In this week’s Origin of Samples-post a classic case of who’s stealing from who. In 1991 a relatively unknown Seattle band Pearl Jam released an album entitled ‘Ten‘. One track from that album would go on to be one of the anthems of its generation at the explosion of the grunge hype: ‘Alive‘.

Only a year later, on a proverbial attic, some guys got together and made hardcore gabber under the name Neophyte. Eventually a rock guitarist named Jarno Butter (whom I’ve shared some classes with in highschool, but that is a different story) joined their ranks to play with them during live sets. They released many tracks that gained international fame in an underground scene. One of the tracks, released in 1996 under their happy hardcore artist name Bodylotion, was entitled Always Harcore. Although in entirely different genre and not directly sampled from the original, it’s clear the vocal melody from Always Harcore comes directly from Alive.

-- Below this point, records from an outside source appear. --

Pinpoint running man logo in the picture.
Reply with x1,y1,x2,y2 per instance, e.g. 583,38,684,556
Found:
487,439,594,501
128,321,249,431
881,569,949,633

It’s not uncommon in the hardcore gabber scene to use tons of samples from other music and film quotes (especially if they contain the word ‘fuck’). What isn’t very common however to sample from their own ranks. And that’s basically what German Europop-band Scooter did in 2004 when they ripped the chorus from Always Hardcore and crammed it into their own hit single One (Always Hardcore). Even though pretty much every Scooter song is based on another song, you can still wonder if they knew the original original.